EPDR1 is a Smad1 gene target induced by insulin but not TGF-β or BMP9.A, Western blot shows EPDR1 expression upon insulin treatment (100 nM) for 16 h in Eng+/+ and Eng−/− ECs. Blots of three independent experiments were analyzed by densitometry. Ratio of EPDR1 to β-actin was quantified and normalized EPDR1 level is demonstrated in the bar graph. Error bars indicate mean with SD and type 2 t test result shows ∗p < 0.001; ∗∗p< 0.0001 compared to Eng+/+ control or as indicated. B, Western blot shows EPDR1 expression upon treatment with insulin (100 nM), TGFβ (200 pM), or BMP9 (1 nM) treatment for 16 h in Eng+/+ and Eng−/− MEECs. Blots of three independent experiments were analyzed by densitometry. Ratio of EPDR1 to β-actin was quantified and normalized EPDR1 level is demonstrated in the bar graph. Error bars indicate mean with SD and type 2 t test result shows ∗p < 0.001; ∗∗p< 0.0001 compared to Eng+/+ control or as indicated. C, Western blot shows EPDR1 expression upon treatment with insulin (100 nM), TGFβ (200 pM), or BMP9 (1 nM) for 16 h in scramble control and sh-Smad1_2 ECs. Blots of three independent experiments were analyzed by densitometry. Ratio of EPDR1 to β-actin was quantified and normalized EPDR1 level is demonstrated in the bar graph. Error bars indicate mean with SD and type 2 t test result shows ∗p < 0.001; ∗∗p< 0.0001 compared to control (no treatment) or as indicated. EC, endothelial cell; MEEC, mouse embryonic EC.

Figure 6

Insulin-induced EPDR1 expression is required for migration and capillary-like branching in ECs.A, images show scratch-induced migration of Eng+/+ and Eng −/− ECs. Cells were allowed to migrate for 24 h in the presence or absence of insulin.
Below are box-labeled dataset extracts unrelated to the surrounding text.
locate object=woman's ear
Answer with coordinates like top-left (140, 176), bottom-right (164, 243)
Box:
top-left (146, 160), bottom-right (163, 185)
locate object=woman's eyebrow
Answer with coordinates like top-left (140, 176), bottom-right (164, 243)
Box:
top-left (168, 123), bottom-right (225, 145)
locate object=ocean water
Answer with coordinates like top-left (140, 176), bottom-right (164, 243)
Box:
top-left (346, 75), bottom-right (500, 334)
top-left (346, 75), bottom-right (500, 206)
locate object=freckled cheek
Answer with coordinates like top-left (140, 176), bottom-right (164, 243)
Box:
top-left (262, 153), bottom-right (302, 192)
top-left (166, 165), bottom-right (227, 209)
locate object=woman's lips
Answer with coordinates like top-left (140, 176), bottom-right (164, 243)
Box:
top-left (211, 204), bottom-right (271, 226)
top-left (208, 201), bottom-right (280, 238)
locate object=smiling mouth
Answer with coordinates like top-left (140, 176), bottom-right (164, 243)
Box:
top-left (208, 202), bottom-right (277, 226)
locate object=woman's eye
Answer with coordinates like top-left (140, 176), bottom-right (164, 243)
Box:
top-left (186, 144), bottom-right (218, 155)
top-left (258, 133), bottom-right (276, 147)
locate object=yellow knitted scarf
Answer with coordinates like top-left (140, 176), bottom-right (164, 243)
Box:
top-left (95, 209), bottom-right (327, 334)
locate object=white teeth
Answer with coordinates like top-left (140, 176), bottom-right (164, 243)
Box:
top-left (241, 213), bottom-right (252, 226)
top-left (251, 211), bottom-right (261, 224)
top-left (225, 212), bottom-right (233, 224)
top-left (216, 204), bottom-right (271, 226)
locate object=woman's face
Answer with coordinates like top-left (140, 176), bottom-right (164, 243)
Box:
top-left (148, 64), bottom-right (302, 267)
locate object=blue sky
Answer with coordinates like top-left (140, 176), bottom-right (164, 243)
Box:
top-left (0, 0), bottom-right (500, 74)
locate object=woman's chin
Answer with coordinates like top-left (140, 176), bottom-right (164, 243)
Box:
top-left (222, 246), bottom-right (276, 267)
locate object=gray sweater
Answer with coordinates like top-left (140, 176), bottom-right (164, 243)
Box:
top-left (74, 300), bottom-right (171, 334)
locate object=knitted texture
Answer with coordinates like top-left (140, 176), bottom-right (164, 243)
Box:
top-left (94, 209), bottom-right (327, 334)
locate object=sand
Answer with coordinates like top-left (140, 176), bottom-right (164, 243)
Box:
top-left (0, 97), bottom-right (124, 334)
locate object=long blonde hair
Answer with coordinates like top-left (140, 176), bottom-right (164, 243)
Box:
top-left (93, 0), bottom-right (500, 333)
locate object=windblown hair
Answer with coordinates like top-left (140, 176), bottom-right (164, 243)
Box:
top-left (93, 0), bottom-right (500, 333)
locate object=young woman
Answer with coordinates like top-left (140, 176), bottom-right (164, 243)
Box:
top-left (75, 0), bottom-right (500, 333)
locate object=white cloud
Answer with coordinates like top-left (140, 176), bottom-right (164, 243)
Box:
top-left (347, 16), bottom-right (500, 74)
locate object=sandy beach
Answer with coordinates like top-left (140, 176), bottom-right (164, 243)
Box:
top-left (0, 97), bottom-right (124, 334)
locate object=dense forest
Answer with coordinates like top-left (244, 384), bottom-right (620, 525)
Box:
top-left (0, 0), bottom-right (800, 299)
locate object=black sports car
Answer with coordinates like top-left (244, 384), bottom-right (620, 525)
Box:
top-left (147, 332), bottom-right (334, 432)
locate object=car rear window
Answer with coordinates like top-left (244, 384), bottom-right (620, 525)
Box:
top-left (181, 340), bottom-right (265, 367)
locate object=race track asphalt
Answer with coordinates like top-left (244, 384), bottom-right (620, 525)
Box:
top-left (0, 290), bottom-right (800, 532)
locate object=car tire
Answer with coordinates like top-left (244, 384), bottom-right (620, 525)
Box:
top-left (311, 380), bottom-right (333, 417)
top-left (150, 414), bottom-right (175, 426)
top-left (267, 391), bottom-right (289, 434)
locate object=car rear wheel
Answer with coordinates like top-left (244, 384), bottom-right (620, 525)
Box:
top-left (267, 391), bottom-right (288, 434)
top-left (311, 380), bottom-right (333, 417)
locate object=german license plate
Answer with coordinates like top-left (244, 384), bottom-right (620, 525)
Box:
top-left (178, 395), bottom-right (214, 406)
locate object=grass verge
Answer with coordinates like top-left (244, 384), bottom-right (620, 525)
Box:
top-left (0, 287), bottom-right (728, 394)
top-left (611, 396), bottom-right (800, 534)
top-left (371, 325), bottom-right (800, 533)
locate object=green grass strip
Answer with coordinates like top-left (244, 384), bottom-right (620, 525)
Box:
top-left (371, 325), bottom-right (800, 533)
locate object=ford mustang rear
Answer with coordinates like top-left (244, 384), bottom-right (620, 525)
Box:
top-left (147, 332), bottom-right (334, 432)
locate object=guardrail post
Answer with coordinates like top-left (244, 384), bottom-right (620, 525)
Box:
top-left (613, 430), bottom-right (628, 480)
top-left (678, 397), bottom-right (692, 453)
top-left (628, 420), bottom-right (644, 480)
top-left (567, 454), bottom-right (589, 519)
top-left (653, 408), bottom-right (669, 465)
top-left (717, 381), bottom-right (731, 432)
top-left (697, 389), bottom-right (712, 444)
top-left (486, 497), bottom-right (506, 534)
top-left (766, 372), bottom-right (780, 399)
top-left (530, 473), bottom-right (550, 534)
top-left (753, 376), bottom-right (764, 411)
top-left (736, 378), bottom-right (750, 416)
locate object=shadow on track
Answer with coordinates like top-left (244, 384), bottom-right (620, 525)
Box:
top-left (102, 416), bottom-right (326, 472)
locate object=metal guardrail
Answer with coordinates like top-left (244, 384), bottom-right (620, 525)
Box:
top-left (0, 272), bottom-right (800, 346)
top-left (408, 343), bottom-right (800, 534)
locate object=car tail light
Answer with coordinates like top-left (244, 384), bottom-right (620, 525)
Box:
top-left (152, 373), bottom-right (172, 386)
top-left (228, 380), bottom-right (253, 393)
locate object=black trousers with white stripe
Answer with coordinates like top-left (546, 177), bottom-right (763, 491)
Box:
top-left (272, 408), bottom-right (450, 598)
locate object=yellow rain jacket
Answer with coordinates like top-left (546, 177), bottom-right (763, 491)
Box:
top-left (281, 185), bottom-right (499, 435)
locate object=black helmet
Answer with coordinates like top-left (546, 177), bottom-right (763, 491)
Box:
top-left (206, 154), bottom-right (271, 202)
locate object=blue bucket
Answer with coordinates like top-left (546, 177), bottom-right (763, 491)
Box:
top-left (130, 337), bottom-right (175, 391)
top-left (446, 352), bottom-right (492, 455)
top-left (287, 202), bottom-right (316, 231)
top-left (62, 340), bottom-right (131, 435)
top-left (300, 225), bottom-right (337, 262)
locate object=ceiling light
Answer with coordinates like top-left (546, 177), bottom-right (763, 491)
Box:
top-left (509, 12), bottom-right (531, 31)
Migration distance is measured in three different ROIs. Graph indicates percentage of migrated cells relative to Eng+/+ control cells based on three independent experiments. Error bars indicate mean with SD and type 2 t test result shows ∗p< 0.0001 compared to Eng+/+ control (no treatment) or as indicated. B, images show scratch-induced migration of scramble control and sh-EPDR1_2 ECs. Cells were allowed to migrate for 16 h in the presence or absence of insulin. Migration distance is measured in three different ROIs. Graph indicates percentage of migrated cells relative to scramble (no treatment) cells based on three independent experiments. Error bars indicate mean with SD and type 2 t test result shows ∗p< 0.00001 compared to scramble (no treatment) or as indicated. C, images show Matrigel-induced capillary-like branching in control, Eng−/−, and sh-EPDR1_2 MEECs at 16 h in the presence or absence of insulin. Graph indicates fold change in number of branches normalized to scramble (no treatment) from triplicates for each of the three independent experiments. The scale bar represents 200 μm. Error bars indicate mean with SD and type 2 t test result shows ∗p< 0.00001 compared to scramble (no treatment) or as indicated. D, a working model of how insulin activates Smad1/5 through the endoglin/ALK1/IR trimeric complex involving Src. This schematic was created with BioRender.com. EC, endothelial cell; MEEC, mouse embryonic EC; ROI, region of interest.